WO2008032514A1 - Compressor - Google Patents

Abstract

A compressor in which cooling performance of a motor is enhanced and power of separation of refrigerant from lubricant can be also enhanced. Since refrigerant flowing from a compressing section (20) into a space (17) on the motor (30) side is passed such that the flow velocity of the refrigerant flowing through a space (36) on the downstream side becomes higher toward one end in the central axis direction of the tubular stator (32) of the motor (30) than that of the refrigerant flowing through a space (35) on the upstream side, the coil (32c) of the stator (32) can be cooled by the refrigerant flowing such that the flow velocity on the downstream side becomes higher toward one end in the central axis direction of the stator (32) than that on the upstream side, and thereby cooling performance of the motor (30) can be enhanced. Furthermore, lubricant contained in the refrigerant can be made to adhere to the stator (32) by making the refrigerant collide against one end in the central axis direction of the stator (32), and lubricant contained in the refrigerant can be separated efficiently.

Description

 Specification

 Compressor

 Technical field

 TECHNICAL FIELD [0001] The present invention relates to a compressor provided with a compression unit for compressing a refrigerant and an electric motor for driving the compression unit in an airtight container.

 Background art

 Conventionally, this type of compressor includes a compression unit for compressing refrigerant, an electric motor for driving the compression unit, and a housing in which the compression unit and the electric motor are housed. It is known that the electric motor is cooled by the refrigerant compressed in the contraction portion, and the refrigerant having cooled the electric motor is discharged out of the housing (for example, see Patent Document 1).
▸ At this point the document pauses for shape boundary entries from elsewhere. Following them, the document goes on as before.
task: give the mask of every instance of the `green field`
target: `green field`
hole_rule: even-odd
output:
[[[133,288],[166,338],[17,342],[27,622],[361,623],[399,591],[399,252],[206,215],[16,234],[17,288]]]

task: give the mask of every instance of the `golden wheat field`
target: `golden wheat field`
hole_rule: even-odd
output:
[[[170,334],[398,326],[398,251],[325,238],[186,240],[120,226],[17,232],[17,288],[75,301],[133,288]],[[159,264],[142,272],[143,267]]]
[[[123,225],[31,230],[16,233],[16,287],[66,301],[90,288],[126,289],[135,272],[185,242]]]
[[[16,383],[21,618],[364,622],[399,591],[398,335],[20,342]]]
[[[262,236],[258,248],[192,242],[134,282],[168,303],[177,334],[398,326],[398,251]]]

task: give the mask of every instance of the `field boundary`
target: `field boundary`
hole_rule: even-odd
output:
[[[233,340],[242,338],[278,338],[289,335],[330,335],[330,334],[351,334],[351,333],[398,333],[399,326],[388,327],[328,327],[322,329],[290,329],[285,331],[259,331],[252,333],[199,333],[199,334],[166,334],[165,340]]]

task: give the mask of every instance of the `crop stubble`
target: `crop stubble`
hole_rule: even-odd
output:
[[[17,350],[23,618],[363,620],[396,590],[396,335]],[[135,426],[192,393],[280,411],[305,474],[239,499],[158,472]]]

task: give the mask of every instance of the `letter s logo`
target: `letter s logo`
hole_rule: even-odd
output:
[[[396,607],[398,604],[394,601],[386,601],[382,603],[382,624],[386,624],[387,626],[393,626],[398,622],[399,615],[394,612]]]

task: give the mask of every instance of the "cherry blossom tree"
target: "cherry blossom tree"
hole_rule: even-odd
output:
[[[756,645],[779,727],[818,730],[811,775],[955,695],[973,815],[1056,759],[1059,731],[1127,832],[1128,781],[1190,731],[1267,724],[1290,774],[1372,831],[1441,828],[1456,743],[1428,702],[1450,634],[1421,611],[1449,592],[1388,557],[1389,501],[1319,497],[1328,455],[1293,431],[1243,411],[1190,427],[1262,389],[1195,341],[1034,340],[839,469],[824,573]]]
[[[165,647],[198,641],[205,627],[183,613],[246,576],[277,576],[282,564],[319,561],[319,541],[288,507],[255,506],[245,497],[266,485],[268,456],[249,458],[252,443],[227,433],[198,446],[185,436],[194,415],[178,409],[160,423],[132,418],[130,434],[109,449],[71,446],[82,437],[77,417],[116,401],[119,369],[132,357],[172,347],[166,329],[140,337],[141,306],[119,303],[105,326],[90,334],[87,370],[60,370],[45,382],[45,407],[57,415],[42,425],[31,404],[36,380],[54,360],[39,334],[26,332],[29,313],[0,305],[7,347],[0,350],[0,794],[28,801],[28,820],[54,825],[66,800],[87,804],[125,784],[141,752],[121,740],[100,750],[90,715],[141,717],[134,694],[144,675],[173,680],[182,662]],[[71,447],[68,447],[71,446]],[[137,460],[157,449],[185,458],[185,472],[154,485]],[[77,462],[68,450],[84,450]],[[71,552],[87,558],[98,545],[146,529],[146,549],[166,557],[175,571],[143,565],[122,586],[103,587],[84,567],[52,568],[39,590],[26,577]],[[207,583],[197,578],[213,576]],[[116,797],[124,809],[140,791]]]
 Patent Document 1: Japanese Patent Laid-Open No. 2005-2799

 Disclosure of the invention

 Problems to be solved by the invention

 [0003] In a conventional compressor, the electric motor is cooled by causing the refrigerant compressed in the compression section to flow into a space provided with the electric motor. However, since the refrigerant flowing into the space where the motor is installed has a low flow rate, the cooling effect of the motor by the refrigerant is low, and it is difficult to obtain the necessary cooling capacity when increasing the output of the motor.
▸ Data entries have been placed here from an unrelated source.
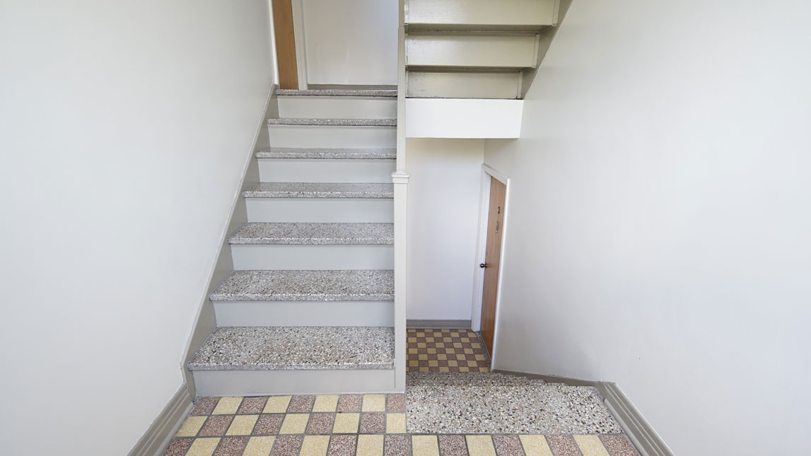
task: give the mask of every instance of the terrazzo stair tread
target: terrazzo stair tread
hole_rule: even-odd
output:
[[[231,244],[393,244],[393,223],[249,222],[231,234]]]
[[[393,183],[260,182],[246,198],[393,198]]]
[[[328,127],[397,127],[396,118],[268,118],[268,125],[320,125]]]
[[[394,160],[397,157],[394,148],[268,148],[256,153],[256,158]]]
[[[397,97],[397,91],[394,89],[313,89],[301,90],[292,88],[277,88],[276,94],[280,97]]]
[[[212,301],[393,301],[393,270],[234,271]]]
[[[191,371],[391,369],[394,329],[349,326],[217,328]]]

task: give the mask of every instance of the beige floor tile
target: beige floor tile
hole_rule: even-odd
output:
[[[357,456],[383,456],[382,434],[361,434],[358,436]]]
[[[280,434],[303,434],[307,428],[307,422],[310,419],[309,413],[288,413],[281,422]]]
[[[552,450],[543,436],[518,436],[526,456],[552,456]]]
[[[490,436],[465,436],[470,456],[496,456],[496,447]]]
[[[178,437],[193,437],[196,436],[198,431],[203,427],[203,424],[205,423],[206,418],[208,417],[190,416],[187,418],[175,436]]]
[[[325,456],[329,446],[329,436],[305,436],[298,456]]]
[[[603,446],[600,437],[597,436],[572,436],[583,456],[609,456],[606,447]]]
[[[319,394],[315,396],[315,404],[312,406],[313,411],[335,411],[338,407],[337,394]]]
[[[414,456],[440,456],[440,444],[436,436],[411,436]]]
[[[361,411],[386,411],[386,395],[363,394]]]
[[[237,413],[239,404],[242,402],[242,398],[220,398],[220,402],[214,407],[212,415],[230,415]]]
[[[406,433],[406,414],[405,413],[387,413],[386,414],[386,433],[387,434],[405,434]]]
[[[258,415],[238,415],[231,422],[231,426],[228,428],[225,435],[250,436],[257,419],[259,419]]]
[[[251,437],[242,456],[268,456],[276,437]]]
[[[195,439],[186,456],[211,456],[220,443],[220,437]]]
[[[333,426],[333,433],[354,434],[358,432],[358,424],[359,421],[359,413],[339,413],[335,415],[335,424]]]
[[[290,403],[290,396],[271,396],[268,398],[268,403],[264,405],[262,413],[285,413]]]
 [0004] An object of the present invention is to provide a compressor capable of improving the cooling performance of an electric motor and efficiently separating the lubricating oil contained in the refrigerant.

 Means for solving the problem

 In order to achieve the above object, the present invention provides a compression unit for compressing a refrigerant, an electric motor for driving the compression unit, a housing in which the compression unit and the electric motor are housed, and a compression unit. In order to cool the electric motor with the refrigerant compressed in step 1, the refrigerant flowing into the motor-side space from the compression section is increased in flow rate toward the upstream side toward the central axial end of the stator formed in the cylindrical shape of the electric motor. On the other hand, it is equipped with a refrigerant distribution mechanism for allowing the downstream flow rate to increase.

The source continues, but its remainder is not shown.